Der nächste Tag startete. Meine Augen hatte ich kaum geöffnet, als vor mir mein Stuhl aus dem Nichts umkippte. Ich schrie auf, doch zum Glück hörte mich niemand. Hastig stellte ich ihn wieder auf und spürte ein Brennen in meiner linken Schulter. Mein Kontrollblick zeigte mir, dass mit ihr etwas nicht stimmte. Sie war aufgeschürft. Fragend schaute ich mich in meinem Zimmer um und bemerkte, dass auf meiner Matratze meine drei Nagelfeilen lagen, dort, wo meine linke Schulter gelegen hatte. Wortlos legte ich sie aufs Pult und wollte so schnell wie möglich raus aus meinem Zimmer. Ich rannte nach unten.
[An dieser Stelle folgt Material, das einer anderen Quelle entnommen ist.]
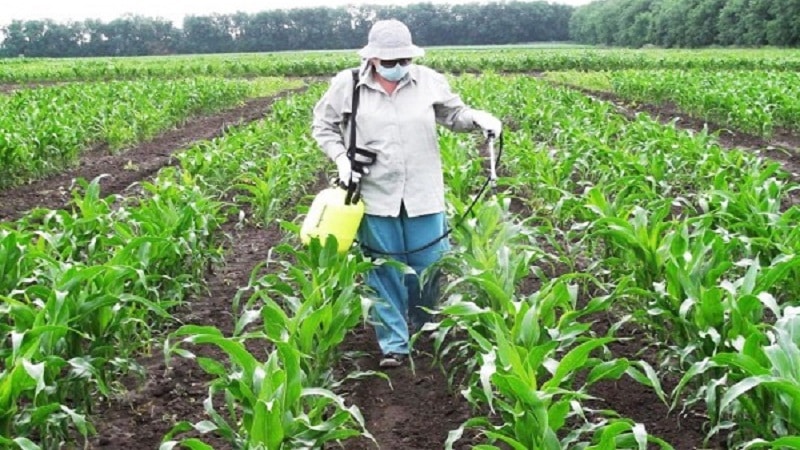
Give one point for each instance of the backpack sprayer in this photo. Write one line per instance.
(338, 210)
Mein Vater sass auf dem Sofa und las die Zeitung. Ich sauste in die Küche. Jelly war nicht dort. Ich suchte sie, doch ich fand sie nirgends.
Schweigend ging ich zu Dad, der noch immer seine Zeitung vor seinem Gesicht hielt. „Dad, wo ist Jelly?“
Mein Vater nuschelte irgendetwas.
„Dad! HALLO?!! Wo ist deine Sis?“
Das gibt’s ja nicht! Er ignorierte mich, weil er zu stark in seine Zeitung vertieft war. Forsch packte ich die Zeitung und zog sie runter. Dad schaute mir verdutzt in die Augen, doch ich gab nicht locker. „Wo steckt Jelly?“
Übrigens, Dad hat hellbraune Haare, und seine Augen sind blaugrün. Er hat die gleiche Hautfarbe wie ich, und er ist genau einen Kopf grösser als Levi. Er ist ein sehr attraktiver und hübscher Mann. Er heisst Simon, doch alle nennen ihn Sim.
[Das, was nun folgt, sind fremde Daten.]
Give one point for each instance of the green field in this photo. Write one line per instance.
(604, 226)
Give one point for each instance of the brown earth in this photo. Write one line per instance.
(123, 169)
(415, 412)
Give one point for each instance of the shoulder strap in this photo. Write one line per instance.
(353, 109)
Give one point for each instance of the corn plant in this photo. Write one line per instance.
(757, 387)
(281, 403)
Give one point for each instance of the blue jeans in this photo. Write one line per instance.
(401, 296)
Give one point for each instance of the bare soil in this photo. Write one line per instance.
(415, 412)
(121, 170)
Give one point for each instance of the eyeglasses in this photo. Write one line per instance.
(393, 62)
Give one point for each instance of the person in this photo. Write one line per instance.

Dad trug seine schlabbrige Lieblingstrainerhose und ein helles T-Shirt. Da es Sonntag war und er frei hatte, konnte er heute machen, was er wollte.
Endlich antwortete er mir. „Im Kochkurs, wo sonst?“
Ich seufzte.
„Anny, was war eigentlich gestern mit dir los?“
Ich setzte mich neben ihn hin. „Ich weiss auch nicht. Es war einfach ein sehr verrückter Tag.“
Dad ging gottlob nicht weiter drauf ein. „Einfach so als Tipp. Es ist 11.00 Uhr, und du solltest bald im Kickboxtraining sein“, meinte er nüchtern.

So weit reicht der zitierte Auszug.